Le Freedom Caucus, l’aile droite du groupe parlementaire républicain, est dirigé par Scott Perry, 60 ans. Le député de Pennsylvanie avait déjà écrit avant le premier tour des élections de mardi qu’il était «déterminé à changer le statu quo, quel que soit le nombre de tours de scrutin nécessaires». Mercredi aussi, il a de nouveau parlé d’un échec du Congrès américain: «Les Américains en ont assez.»
Scott Perry lui-même n’est pas un inconnu. Selon la «Frankfurter Allgemeine Zeitung», son nom est apparu 22 fois dans le rapport final sur l'assaut du Capitole. Avec Donald Trump, il a tenté de faire basculer le résultat des élections de 2020. Tout comme l’ancien président des États-Unis, Scott Perry se disait fermement convaincu que les élections présidentielles étaient truquées.

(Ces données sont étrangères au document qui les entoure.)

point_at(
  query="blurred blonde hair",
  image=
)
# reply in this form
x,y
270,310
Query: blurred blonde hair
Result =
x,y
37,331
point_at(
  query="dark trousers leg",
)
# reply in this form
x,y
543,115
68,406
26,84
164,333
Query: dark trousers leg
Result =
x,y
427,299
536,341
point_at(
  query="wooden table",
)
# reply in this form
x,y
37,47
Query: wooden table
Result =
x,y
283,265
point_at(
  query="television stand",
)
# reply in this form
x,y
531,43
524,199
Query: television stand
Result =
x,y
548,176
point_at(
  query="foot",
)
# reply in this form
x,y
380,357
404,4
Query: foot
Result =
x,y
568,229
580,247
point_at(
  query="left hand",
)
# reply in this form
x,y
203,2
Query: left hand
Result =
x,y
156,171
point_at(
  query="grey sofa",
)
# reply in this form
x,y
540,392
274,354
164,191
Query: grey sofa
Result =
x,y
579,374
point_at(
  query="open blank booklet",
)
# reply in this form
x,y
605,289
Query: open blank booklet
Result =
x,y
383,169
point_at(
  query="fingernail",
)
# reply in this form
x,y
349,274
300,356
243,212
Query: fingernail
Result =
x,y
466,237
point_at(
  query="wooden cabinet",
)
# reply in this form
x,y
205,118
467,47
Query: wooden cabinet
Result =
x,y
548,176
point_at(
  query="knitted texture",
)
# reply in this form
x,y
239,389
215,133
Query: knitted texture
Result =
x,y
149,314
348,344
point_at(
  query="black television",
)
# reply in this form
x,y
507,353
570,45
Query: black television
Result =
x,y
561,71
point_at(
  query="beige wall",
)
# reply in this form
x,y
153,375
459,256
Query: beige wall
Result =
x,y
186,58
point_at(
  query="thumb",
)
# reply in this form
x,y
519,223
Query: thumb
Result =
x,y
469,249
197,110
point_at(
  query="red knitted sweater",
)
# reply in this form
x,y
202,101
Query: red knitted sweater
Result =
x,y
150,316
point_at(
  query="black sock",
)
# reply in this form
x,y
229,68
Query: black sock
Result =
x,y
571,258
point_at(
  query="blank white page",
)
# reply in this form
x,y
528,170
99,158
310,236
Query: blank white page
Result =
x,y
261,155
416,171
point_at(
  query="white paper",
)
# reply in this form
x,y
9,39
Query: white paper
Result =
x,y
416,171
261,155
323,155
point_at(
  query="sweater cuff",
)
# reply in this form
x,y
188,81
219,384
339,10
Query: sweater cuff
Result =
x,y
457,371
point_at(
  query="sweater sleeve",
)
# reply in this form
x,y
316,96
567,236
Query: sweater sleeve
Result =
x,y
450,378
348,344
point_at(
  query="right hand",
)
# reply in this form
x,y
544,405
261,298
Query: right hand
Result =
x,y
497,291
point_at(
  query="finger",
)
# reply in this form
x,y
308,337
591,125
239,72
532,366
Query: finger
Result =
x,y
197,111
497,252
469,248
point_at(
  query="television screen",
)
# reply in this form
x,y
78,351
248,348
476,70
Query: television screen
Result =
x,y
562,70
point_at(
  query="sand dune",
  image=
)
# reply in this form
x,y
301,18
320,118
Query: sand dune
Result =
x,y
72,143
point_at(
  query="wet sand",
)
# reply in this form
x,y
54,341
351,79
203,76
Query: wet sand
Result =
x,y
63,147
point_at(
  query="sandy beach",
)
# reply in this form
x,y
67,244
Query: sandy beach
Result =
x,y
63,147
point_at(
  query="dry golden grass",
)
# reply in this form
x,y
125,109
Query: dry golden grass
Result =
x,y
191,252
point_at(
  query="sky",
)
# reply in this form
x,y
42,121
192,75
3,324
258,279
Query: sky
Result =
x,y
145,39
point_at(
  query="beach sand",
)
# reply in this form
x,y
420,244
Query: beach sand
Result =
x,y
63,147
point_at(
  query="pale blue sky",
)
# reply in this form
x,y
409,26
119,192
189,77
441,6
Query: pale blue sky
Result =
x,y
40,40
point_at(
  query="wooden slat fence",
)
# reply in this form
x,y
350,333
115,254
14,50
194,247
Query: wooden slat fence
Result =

Quel rôle joue actuellement Donald Trump?
Étonnamment, de nombreux républicains insurgés sont de fervents partisans de Donald Trump. Par le passé, ils ont soutenu l’ex-président et l’ont défendu publiquement, par exemple lors de débats sur les chaînes de télévision américaines. Cela est d’autant plus remarquable que Donald Trump lui-même soutient en réalité Kevin McCarthy comme nouveau «speaker» et le recommande pour l’élection.
Une analyse du «Spiegel» allemand montre que la partie droite et radicale du mouvement trumpiste a manifestement gagné en autonomie. Les députés restent certes des fans de Trump, mais ne veulent en même temps pas d’un homme politique établi comme «speaker» de la Chambre des représentants.
Des députés plus jeunes comme Lauren Boebert et Matt Gaetz tenteraient de se montrer sous le jour de «politiciens anti-establishment». En s’opposant au maximum à un «Washington en panne», ils tentent de gagner en sympathie auprès de la population. Cela passe aussi par une lutte contre des politiciens vétérans – comme Kevin McCarthy. Ce dernier siège depuis 2009 au sein de l’équipe dirigeante des républicains.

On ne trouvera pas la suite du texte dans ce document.